A return to yourself starts with learning to trust what you already know.
Healing is not only about understanding yourself. It is about rebuilding trust in your own instincts, reclaiming the parts of yourself you have disowned over time, and finding your way back to a life that feels more coherent, embodied, and fully your own.
My Story
Why this work?
From the outside, your life may even look successful, stable, or exactly as planned. But internally, something feels off. You feel disconnected from yourself. Exhausted from carrying too much. Unsure why insight, effort, or even years of personal work have not translated into feeling more grounded, alive, or fully yourself.
I know this terrain intimately.
My path to this work has been shaped by both professional training and lived experience.
I began in psychology, earning a B.A. in Psychology from Emory University and working in child and adolescent mental health research, where I became fascinated by the ways relationships, identity, and emotional experience shape who we become.
There are seasons of life when something no longer fits.

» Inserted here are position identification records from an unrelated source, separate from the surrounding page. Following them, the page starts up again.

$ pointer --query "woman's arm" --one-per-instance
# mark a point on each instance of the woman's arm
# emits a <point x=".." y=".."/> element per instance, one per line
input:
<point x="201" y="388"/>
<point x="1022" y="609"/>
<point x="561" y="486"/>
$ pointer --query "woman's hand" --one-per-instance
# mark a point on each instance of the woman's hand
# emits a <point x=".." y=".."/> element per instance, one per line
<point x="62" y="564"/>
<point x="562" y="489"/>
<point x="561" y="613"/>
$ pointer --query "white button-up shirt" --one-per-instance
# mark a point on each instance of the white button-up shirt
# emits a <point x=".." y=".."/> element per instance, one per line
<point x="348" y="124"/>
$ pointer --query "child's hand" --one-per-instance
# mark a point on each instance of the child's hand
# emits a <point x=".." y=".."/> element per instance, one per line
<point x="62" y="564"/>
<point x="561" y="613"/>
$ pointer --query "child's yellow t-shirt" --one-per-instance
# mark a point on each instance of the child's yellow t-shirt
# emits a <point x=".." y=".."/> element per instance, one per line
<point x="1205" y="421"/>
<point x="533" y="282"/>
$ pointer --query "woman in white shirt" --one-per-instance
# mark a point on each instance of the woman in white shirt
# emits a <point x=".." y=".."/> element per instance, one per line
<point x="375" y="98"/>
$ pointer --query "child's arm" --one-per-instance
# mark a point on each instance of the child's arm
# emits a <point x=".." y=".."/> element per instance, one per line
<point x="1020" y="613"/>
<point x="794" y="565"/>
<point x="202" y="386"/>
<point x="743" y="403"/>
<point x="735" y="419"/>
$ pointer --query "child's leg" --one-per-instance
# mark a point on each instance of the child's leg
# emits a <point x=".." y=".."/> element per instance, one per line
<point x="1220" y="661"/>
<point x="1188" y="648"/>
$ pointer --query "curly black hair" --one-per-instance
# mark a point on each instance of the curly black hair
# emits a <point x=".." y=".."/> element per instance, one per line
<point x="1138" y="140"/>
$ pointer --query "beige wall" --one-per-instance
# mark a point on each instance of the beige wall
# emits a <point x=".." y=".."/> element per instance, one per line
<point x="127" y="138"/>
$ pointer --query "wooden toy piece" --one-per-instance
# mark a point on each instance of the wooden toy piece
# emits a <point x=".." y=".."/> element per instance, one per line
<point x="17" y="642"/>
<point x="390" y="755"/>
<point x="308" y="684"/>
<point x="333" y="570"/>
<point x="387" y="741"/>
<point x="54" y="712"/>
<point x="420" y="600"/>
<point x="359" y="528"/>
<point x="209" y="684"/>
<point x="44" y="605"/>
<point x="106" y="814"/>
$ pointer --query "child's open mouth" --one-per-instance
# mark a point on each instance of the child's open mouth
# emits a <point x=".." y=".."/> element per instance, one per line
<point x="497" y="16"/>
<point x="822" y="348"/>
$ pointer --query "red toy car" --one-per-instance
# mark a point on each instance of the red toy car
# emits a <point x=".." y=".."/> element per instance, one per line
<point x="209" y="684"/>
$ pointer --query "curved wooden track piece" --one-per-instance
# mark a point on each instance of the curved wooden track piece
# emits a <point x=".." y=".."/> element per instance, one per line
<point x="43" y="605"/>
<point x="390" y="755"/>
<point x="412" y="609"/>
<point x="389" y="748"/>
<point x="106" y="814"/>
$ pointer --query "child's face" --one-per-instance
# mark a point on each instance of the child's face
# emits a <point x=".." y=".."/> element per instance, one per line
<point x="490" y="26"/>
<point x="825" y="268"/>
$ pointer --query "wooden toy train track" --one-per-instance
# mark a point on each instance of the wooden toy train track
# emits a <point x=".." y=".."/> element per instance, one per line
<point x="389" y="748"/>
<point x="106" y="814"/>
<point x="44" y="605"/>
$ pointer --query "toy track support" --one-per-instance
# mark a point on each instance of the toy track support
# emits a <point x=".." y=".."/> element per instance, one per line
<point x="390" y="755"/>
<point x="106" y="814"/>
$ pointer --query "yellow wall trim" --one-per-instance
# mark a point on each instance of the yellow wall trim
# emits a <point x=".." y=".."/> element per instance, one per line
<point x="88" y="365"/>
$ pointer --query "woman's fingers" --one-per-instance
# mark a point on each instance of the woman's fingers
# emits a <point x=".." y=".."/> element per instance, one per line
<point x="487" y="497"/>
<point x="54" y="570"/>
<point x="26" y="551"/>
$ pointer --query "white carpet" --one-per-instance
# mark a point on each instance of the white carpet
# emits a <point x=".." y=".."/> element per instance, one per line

Over time, it became increasingly clear to me that insight alone does not always create change.
Many deeply intelligent, self-aware people still find themselves overriding their instincts, repeating painful patterns, or feeling disconnected from something essential.
My own experiences of rupture, divorce, single motherhood, and rebuilding my life from the ground up deepened this understanding and sharpened a question that would eventually reshape the direction of my work:
Why do deeply capable, self-aware people still struggle to trust themselves?
That question ultimately led me back to pursue additional graduate training—I am currently completing my M.A. in Integrative Psychology to weave together the threads that had long lived side by side in my life: psychology, embodiment, meaning-making, relational healing, and the reclamation of inner knowing.
Today, my work sits at the intersection of those worlds.
I specialize in working with women navigating rupture, burnout, identity shifts, grief, divorce, self-abandonment, and chronic exhaustion of over-functioning—helping them rebuild self-trust, reconnect with their instincts, and find their way back to themselves.
At the same time, I was a lifelong stage theater enthusiast and professional actor—not as a departure from psychology, but as another way of understanding embodiment, truth, and what it means to fully inhabit ourselves. I later earned an MFA in Classical Acting through George Washington University’s Academy for Classical Acting in partnership with the Shakespeare Theatre Company in Washington, D.C., where I trained deeply in voice, movement, presence, emotional truth, and relational attunement.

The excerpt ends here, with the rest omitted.